The lilacs where the robin built,
And where my brother set
The laburnum on his birthday,—
The tree is living yet!I remember, I remember,
Where I was used to swing,
And thought the air must rush as fresh
To swallows on the wing;
My spirit flew in feathers then,
That is so heavy now,
And summer pools could hardly cool
The fever on my brow!I remember, I remember,
The fir trees dark and high;
I used to think their slender tops
Were close against the sky:
It was a childish ignorance,
But now 'tis little joy
To know I'm farther off from heav'n
Than when I was a boy.
I think as a very young child I liked this poem because of its sound, of course, but also because aspects of the scene seemed familiar: we had a swing in the garden, and a laburnum (a pleasing, grown-up word), and though no firs, some very tall trees. In my mind I always associated the end of the poem with the earlier passage about swinging: that feeling as you swing that you might get almost as high as the top of a tree. But I also remember the satisfaction I felt in working out the very simple sort of riddle or paradox in the final lines; the feeling that, because I could understand the basic meaning of the poem, I was no longer in ‘childish ignorance’.

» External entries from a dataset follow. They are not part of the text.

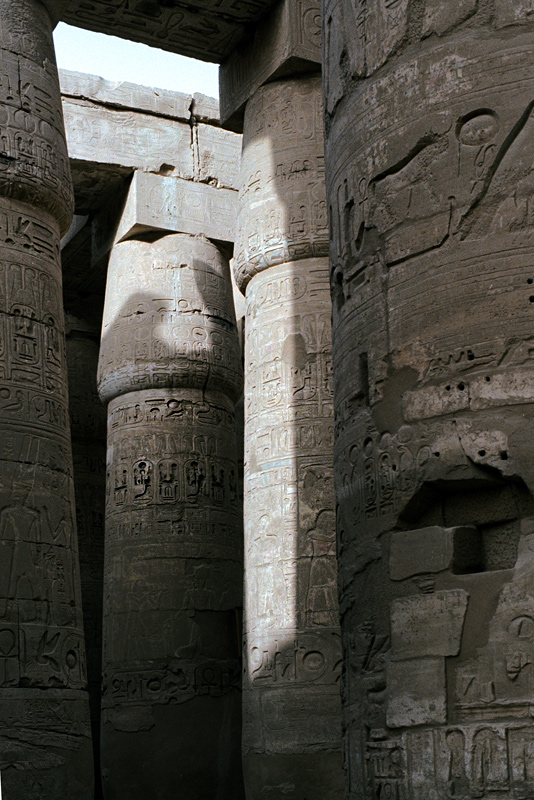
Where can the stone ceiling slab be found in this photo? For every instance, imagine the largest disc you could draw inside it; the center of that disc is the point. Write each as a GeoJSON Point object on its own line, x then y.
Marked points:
{"type": "Point", "coordinates": [205, 29]}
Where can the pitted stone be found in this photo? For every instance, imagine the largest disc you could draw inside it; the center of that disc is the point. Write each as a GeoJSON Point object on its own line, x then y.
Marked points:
{"type": "Point", "coordinates": [287, 41]}
{"type": "Point", "coordinates": [282, 205]}
{"type": "Point", "coordinates": [174, 205]}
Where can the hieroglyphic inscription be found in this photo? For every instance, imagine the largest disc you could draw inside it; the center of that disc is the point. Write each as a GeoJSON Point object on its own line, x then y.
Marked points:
{"type": "Point", "coordinates": [282, 210]}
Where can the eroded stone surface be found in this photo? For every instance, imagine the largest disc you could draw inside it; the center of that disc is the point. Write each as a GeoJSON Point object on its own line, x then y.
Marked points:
{"type": "Point", "coordinates": [428, 172]}
{"type": "Point", "coordinates": [155, 202]}
{"type": "Point", "coordinates": [45, 736]}
{"type": "Point", "coordinates": [282, 212]}
{"type": "Point", "coordinates": [287, 41]}
{"type": "Point", "coordinates": [173, 569]}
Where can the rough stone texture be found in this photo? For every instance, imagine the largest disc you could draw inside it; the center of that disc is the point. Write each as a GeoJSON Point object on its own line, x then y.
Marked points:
{"type": "Point", "coordinates": [291, 728]}
{"type": "Point", "coordinates": [45, 737]}
{"type": "Point", "coordinates": [287, 41]}
{"type": "Point", "coordinates": [88, 435]}
{"type": "Point", "coordinates": [173, 569]}
{"type": "Point", "coordinates": [170, 322]}
{"type": "Point", "coordinates": [282, 210]}
{"type": "Point", "coordinates": [180, 206]}
{"type": "Point", "coordinates": [428, 161]}
{"type": "Point", "coordinates": [209, 29]}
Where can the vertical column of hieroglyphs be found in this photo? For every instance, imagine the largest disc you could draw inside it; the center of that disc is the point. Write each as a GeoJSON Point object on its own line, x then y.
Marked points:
{"type": "Point", "coordinates": [429, 171]}
{"type": "Point", "coordinates": [45, 747]}
{"type": "Point", "coordinates": [88, 435]}
{"type": "Point", "coordinates": [292, 727]}
{"type": "Point", "coordinates": [171, 370]}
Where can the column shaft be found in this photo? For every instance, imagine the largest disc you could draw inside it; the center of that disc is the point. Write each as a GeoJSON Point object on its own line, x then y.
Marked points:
{"type": "Point", "coordinates": [170, 366]}
{"type": "Point", "coordinates": [429, 181]}
{"type": "Point", "coordinates": [45, 741]}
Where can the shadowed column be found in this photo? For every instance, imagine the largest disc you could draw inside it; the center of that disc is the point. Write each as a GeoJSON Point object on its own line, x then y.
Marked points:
{"type": "Point", "coordinates": [170, 369]}
{"type": "Point", "coordinates": [45, 740]}
{"type": "Point", "coordinates": [292, 722]}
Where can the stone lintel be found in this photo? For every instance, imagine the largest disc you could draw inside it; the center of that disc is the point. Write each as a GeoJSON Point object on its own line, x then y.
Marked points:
{"type": "Point", "coordinates": [433, 549]}
{"type": "Point", "coordinates": [428, 624]}
{"type": "Point", "coordinates": [122, 94]}
{"type": "Point", "coordinates": [178, 206]}
{"type": "Point", "coordinates": [286, 42]}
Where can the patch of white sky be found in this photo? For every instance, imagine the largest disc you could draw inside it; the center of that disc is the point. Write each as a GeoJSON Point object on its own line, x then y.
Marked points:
{"type": "Point", "coordinates": [121, 60]}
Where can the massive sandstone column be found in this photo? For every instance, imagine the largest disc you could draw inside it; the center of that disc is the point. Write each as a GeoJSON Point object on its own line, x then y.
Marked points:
{"type": "Point", "coordinates": [292, 718]}
{"type": "Point", "coordinates": [45, 744]}
{"type": "Point", "coordinates": [170, 370]}
{"type": "Point", "coordinates": [429, 165]}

I didn’t have a great time at primary school, so perhaps that’s why no nostalgic English “school” poem has stayed with me; or perhaps there’s something a bit deeper than that going on, and the distinctive French school experience and attitude to education is somehow more culturally central than any English equivalent. I am struck, at least, that the English poems about childhood that most moved me — both as an adult but also, with a kind of anticipatory nostalgia, as a child — are really about the experience of nature: the countryside or the garden, not the city or the school. But if you can think of anything like Carême’s ‘L’école’ in English, do let me know.
I can't think of any poems in English with school-nostalgia, but one of Robert Louis Stevenson's comes close. (Did he even attend school as a child? He was ill so much, he must have been educated mostly at home.) It's "Keepsake Mill," which ends, "You with the bean that I gave when we quarreled, / I with your marble of Saturday last, / Honoured and old and all gaily apparelled, / Here we shall meet and remember the past."
I enjoyed your description of your boys' French rentree. I grew up in the French-speaking part of Switzerland, and the word rentree actually makes me think nostalgically of the school days of characters from books I read in school. I think of Le Petit Nicholas, and of the young Marcel Pagnol whose father was a teacher and I think school administrator. And in English, the Mallory Towers books and how lovely it was to see the swimming pool by the sea!
This is lovely. Will think about relevant English-language poems. The only ones that jumped to mind immediately on reading this were the doggerel of very early childhood: Mary and her little lamb that followed her to school one day, or “Say say oh playmate” and climbing apple trees and sliding down cellar doors.
But in French, the first school-related poem that came to mind was Jacques Prévert's Le Cancre. It's funny, because it's as far from my own school experience as could be! But it's such a vibrant poem, somehow. And I always vaguely assumed that the “huées des enfants prodiges” was meant to evoke the huées at the end of Baudelaire's L'Albatros.